Sunday, October 14, 2007

Semper Reformanda = Pie in the Sky

Francis, how does a Church balance Church discipline in keeping the Faith, against the stated goal of the reformed churches: "Semper Reformanda", to be "always reforming"?

It seems to me that you either have to anoint the reformers of 1646, framing the Westminster Confession with an infallibility beyond question, and thus sacrifice any hope for being "always reforming". Or on the other hand, you have to debate every issue and every viewpoint in the church, and have it be a big power struggle on who wins. If you are the incumbant and you lose the power struggle, then you have to go out and find or found a new church. If you are the reformer and you lose, you have to go out and found or find a new church to continue the reformation. Is that God's big plan for the church? Either to annoint some reformers in 1646? Or to keep splitting churches and having people bounce from church to church in a continuing power trip on who can force their ideas on the church?

Because the one thing that certainly isn't happening is people embracing the teachings of the Westminster Confession on its own merits. Less and less proportion of people over time hold less and less of its doctrine to be true. There's a great un-reformation going on in the churches that formally held to this confession.
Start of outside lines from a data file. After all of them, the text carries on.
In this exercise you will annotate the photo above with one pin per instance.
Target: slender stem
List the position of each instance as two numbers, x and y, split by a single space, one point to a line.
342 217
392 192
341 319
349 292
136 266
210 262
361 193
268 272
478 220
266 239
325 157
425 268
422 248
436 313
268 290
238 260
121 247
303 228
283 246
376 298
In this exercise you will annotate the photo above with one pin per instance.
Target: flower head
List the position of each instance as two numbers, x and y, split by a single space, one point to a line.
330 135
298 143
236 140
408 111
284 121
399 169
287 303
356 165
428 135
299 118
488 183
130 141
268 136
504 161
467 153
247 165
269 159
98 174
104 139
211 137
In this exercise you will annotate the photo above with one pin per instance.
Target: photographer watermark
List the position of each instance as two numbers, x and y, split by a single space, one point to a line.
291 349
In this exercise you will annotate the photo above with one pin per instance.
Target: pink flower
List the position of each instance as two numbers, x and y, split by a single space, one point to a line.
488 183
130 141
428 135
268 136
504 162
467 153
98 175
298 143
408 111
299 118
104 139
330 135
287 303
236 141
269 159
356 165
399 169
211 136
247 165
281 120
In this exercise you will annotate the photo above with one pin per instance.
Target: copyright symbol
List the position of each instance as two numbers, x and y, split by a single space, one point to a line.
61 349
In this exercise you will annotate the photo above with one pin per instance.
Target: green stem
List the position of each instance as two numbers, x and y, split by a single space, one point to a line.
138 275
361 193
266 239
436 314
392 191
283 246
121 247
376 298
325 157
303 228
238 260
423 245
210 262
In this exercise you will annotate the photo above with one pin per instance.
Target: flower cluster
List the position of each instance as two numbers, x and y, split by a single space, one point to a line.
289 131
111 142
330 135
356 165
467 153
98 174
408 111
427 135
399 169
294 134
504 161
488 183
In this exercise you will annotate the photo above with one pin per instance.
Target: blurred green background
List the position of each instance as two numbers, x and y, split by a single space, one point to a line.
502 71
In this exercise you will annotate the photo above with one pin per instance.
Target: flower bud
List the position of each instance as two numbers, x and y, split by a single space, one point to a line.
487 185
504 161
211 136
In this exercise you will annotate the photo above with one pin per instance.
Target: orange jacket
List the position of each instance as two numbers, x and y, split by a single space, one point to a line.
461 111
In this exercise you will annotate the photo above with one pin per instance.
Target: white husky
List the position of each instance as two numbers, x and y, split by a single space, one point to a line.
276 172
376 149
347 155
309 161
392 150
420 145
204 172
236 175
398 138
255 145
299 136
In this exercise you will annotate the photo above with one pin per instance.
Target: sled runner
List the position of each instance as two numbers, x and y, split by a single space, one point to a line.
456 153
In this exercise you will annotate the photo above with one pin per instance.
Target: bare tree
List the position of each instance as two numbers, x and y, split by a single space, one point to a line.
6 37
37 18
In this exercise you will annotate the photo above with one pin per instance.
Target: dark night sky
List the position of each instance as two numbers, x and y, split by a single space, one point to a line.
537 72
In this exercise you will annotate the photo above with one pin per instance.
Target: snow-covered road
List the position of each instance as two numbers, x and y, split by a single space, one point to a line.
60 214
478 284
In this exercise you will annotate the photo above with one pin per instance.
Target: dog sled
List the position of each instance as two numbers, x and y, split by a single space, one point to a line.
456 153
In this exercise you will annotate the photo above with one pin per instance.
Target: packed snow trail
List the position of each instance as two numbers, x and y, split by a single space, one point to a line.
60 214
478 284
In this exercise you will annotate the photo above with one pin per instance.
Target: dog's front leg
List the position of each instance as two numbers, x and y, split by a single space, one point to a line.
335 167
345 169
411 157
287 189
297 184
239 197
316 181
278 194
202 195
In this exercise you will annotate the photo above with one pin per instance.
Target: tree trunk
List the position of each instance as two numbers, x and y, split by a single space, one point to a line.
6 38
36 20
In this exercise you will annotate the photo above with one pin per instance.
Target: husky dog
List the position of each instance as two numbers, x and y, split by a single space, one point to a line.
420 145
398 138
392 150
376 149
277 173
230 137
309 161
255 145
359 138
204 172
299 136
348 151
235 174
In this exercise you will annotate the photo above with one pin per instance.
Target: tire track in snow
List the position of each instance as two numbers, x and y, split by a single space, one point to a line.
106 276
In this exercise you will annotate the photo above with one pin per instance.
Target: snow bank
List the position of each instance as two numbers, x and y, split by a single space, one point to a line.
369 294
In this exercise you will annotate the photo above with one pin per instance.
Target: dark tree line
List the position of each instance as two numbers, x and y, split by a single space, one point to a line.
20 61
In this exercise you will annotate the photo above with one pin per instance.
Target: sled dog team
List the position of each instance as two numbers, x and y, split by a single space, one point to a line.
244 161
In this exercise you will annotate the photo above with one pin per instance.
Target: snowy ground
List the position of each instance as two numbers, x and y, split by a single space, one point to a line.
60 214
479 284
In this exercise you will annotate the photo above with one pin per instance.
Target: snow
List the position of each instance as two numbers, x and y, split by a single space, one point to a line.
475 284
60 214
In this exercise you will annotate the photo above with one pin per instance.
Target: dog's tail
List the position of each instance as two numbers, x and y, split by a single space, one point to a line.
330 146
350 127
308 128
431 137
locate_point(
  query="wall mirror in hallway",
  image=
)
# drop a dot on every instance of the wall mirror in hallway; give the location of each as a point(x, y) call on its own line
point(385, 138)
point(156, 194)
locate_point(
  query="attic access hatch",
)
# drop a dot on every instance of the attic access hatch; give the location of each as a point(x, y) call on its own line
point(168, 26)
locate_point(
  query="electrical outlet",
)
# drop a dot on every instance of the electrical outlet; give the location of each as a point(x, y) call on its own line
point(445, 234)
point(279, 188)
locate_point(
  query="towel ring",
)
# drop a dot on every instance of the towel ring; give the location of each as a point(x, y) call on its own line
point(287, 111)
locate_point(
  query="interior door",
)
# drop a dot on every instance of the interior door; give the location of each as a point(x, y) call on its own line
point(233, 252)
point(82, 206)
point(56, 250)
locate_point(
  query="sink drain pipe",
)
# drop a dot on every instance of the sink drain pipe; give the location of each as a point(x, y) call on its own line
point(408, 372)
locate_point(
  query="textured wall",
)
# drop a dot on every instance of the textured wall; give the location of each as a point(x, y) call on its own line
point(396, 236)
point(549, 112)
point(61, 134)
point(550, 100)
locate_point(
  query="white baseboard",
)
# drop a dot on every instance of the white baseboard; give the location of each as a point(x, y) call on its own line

There's someone attending our Orthodox church now for a few months who has been a long time member of the most conservative Calvinist Presbyterian denomination, because she feels that the church has recently gone awry in the area of worship. Other members are refugees from Anglicans, Baptists or others because these churches are continually falling off the rails in one area or another. Of course maybe they're not off the rails, maybe they are just continuing to reform. Because reformed protestant worship circa 2007 is a LOT different than what it was circa 1646. No doubt the remaining members (the winners of the power struggles) in these increasingly struggling denominations see themselves this way. But nobody feels safe, not even in the most conservative Presbyterian church, that the next wave of new-think won't marginalize yet another slice of the pie of membership.

How can you say this is workable? Aren't you just living in an ivory tower of theory whilst the rats jump ship to the safe waters of Orthodoxy? Where are you going to go when it's your congregation's turn to either fall off the rails, or else not listen to your sound advice to reform? Do you have a cracking point where you are going to have had enough, or are you lucky enough to be on one of the larger icebergs heading towards the equator, and haven't had to face it yet? In this land of confusion do you really feel better off than the Fathers who said "it is Tradition, look no further"? Only the Orthodox Church has stability because only it recognizes no mechanism for change. Never reforming. Ever.